The political "troubles" have largely passed, leaving in their wake a tense and troubled Belfast populace. That's the sorrowful starting point of "Scenes From the Big Picture," Owen McCafferty's drama that marks a quiet beginning to Nicholas Hytner's National Theater regime.
The political “troubles” have largely passed, leaving in their wake a tense and troubled Belfast populace. That’s the sorrowful starting point of “Scenes From the Big Picture,” Owen McCafferty’s drama that marks a quiet beginning to Nicholas Hytner’s National Theater regime. (The big kickoff comes at the end of the month with “Jerry Springer — The Opera.”) Commendably panoramic in scope, the play seems equally borrowed from countless other, better works and will need every inch of the ceaseless English goodwill toward Irish theater to stay the course.
Peter Gill’s typically precise staging deploys a 21-member cast smoothly across the Cottesloe stage and 43 scenes. And yet, even on that front, one can’t help but feel the shadow of Gill’s superior Cottesloe entry as writer-director, the comparably episodic “Cardiff East,” hovering over the production. Gill’s new play registers as a would-be epic that deserves recognition for wanting to value the private frictions of a publicly riven city, but it ultimately turns into a soap opera with a Northern Irish sound.
Portentously doom-laden one moment, straining for epiphanies the next (from the shooting stars cited at the outset onward), “Scenes” is so busy cueing a response that it more or less preempts any, beyond relief when the younger characters — and the terrific actors playing them — take the stage.
For a while, there’s genuine intrigue in cataloguing the ways in which the narrative shards gradually coalesce. Publican Helen (Michelle Fairley, late of “The Weir”) is having an affair with Joe (Patrick O’Kane), whose wife, Maeve (Aoife McMahon), is desperate for a child. Her urgency to conceive finds her at the hospital at the same time as Betty (June Watson), an aging, ailing shopkeeper whose husband, Sammy (John Normington), finds himself confronting a band of young toughs.
Two of the rogues boast of an assignation with the drug-addled girlfriend (Kathy Kiera Clarke) of the dealer who gives Betty a ride to the hospital, while Helen pours booze for two feuding brothers discovering — to their dismay — their father’s gun-fueled past, though on whose side, Catholic or Protestant, we are never told.

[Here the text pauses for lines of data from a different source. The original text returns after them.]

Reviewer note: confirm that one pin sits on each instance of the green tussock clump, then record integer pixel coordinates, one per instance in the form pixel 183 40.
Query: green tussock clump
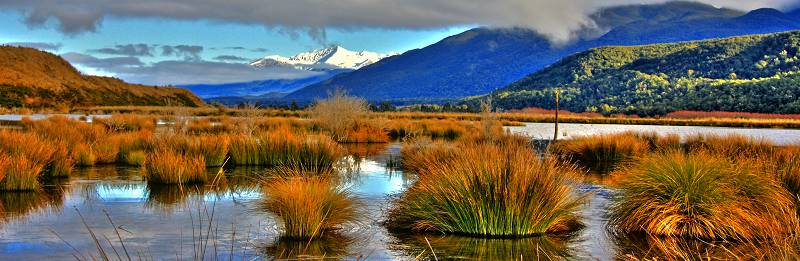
pixel 487 190
pixel 308 207
pixel 602 153
pixel 165 166
pixel 703 196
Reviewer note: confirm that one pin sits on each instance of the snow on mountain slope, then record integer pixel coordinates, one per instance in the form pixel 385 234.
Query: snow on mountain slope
pixel 335 57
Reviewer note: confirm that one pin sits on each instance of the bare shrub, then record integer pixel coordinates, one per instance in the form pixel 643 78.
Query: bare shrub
pixel 339 113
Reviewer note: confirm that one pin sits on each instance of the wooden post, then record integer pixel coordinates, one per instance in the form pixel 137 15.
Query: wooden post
pixel 555 134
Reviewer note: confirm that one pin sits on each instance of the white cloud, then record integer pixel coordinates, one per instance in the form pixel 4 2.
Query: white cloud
pixel 557 19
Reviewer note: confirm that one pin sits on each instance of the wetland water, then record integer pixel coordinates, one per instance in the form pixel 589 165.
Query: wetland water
pixel 568 130
pixel 166 222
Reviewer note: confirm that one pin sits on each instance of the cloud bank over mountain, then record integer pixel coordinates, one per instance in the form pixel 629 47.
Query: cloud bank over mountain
pixel 556 19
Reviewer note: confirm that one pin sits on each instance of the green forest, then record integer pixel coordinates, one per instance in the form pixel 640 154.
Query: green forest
pixel 757 73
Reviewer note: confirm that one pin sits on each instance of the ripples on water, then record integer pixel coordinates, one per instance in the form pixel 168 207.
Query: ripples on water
pixel 165 222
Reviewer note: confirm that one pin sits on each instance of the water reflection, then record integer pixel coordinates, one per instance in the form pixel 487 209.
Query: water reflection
pixel 17 205
pixel 331 246
pixel 457 247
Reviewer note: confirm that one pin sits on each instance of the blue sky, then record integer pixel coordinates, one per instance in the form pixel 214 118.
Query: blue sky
pixel 216 39
pixel 163 42
pixel 215 36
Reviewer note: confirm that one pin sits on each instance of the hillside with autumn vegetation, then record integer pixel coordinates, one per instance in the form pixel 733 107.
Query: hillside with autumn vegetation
pixel 33 78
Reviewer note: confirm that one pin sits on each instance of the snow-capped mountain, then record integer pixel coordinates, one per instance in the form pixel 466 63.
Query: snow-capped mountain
pixel 330 58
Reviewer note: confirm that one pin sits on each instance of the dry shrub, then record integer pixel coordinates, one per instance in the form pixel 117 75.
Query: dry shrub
pixel 339 113
pixel 487 190
pixel 703 196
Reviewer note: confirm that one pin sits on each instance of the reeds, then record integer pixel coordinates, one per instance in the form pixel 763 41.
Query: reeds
pixel 127 122
pixel 308 207
pixel 731 146
pixel 365 133
pixel 21 174
pixel 486 190
pixel 285 149
pixel 702 196
pixel 165 166
pixel 602 153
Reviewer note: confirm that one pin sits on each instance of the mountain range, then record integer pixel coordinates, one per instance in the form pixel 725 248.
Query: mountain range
pixel 326 62
pixel 483 60
pixel 33 78
pixel 754 73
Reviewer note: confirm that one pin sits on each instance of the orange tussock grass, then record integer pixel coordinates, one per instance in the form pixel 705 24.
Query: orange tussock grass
pixel 4 162
pixel 487 190
pixel 365 133
pixel 786 168
pixel 308 207
pixel 283 148
pixel 106 150
pixel 731 146
pixel 164 166
pixel 83 155
pixel 432 128
pixel 21 174
pixel 703 196
pixel 602 153
pixel 127 122
pixel 728 115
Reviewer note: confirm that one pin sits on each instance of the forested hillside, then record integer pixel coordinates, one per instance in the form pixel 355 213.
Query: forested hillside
pixel 757 73
pixel 33 78
pixel 483 60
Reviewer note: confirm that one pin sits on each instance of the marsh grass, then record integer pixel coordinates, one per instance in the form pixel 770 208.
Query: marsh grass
pixel 785 165
pixel 603 153
pixel 458 247
pixel 329 246
pixel 365 133
pixel 165 166
pixel 21 174
pixel 83 155
pixel 730 146
pixel 285 149
pixel 486 190
pixel 703 196
pixel 308 207
pixel 127 122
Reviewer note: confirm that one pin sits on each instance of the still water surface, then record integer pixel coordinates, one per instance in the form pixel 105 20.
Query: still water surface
pixel 167 222
pixel 545 131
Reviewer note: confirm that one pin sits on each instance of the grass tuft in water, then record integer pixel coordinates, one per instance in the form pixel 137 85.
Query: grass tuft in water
pixel 703 196
pixel 308 207
pixel 488 190
pixel 164 166
pixel 602 153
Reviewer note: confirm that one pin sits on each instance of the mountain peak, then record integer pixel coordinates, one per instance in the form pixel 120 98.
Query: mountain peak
pixel 329 58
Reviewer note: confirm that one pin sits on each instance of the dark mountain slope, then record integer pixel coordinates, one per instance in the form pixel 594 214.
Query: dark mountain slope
pixel 756 73
pixel 482 60
pixel 33 78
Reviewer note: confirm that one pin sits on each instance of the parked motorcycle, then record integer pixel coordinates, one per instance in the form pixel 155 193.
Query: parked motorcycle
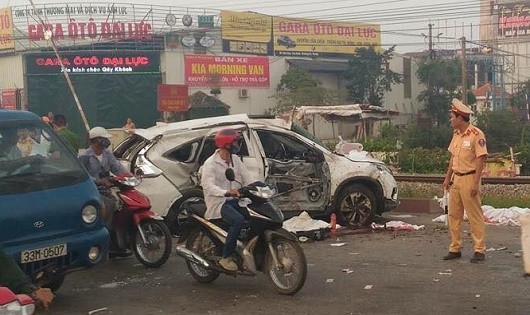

The interconnectedness is fun, up to a point, after which an inescapable awareness of the plot’s own labor pains kicks in. Several of the stories don’t begin to deserve the amount of time devoted to them, beginning with the mawkishly expressed rift between a couple — one a careerist businesswoman (Frances Tomelty), the other a bereft roofer (Dermot Crowley) — who at last discover the body of a son who has been missing for 15 years. While one applauds McCafferty’s desire to do justice by the human beings behind the headlines, he’s not helped by a bald-faced tendency in the writing that leaves you bristling — to wit, abattoir worker Joe’s belief that the Belfast citizenry have as much control as “the lumps of dead meat that we carry around.”
Even given the Irish gift for expressive gab, one has trouble sanctioning former hard man Bobbie (Ron Donachie), who wants a better life for his son as well as a return to “this morning, when the world was a clearer place.” “Scenes,” for its part, is infinitely better off when catching its characters on the lam, more often than not in the company of its most youthful quartet, among whom the laddish Cooper (Gerard Jordan) proves yet again the ongoing dramatic potency of being one of life’s tearaways. (His commentary on the relevance — or not — of most American movies prompts the drollest writing of the play.)
In contrast to the Republican colors of the Belfast cityscape at the rear of Alison Chitty’s set, the action unfolds amid a largely purple wash, the cast present throughout in the front row, rising to enact their scenes as needed. One of this country’s best directors of actors, Gill falters with those senior members of the ensemble (Karl Johnson and Eileen Pollock, especially) who succumb to terminal staginess. Bucking that trend: Harry Towb, who cuts a gently rending presence as a widower who has stopped smoking but will never sour on Belfast: “There’s worse places than this,” he decides.
A fresh-faced honesty all its own accompanies every gesture of those younger actors (Jordan, Darren Healy, Elaine Cassidy) playing a more nihilistic and confused generation in thrall to cheap thrills and to the growing chasm between the star-spangled sky on which the play rather tritely closes and their own sorry, starless lives.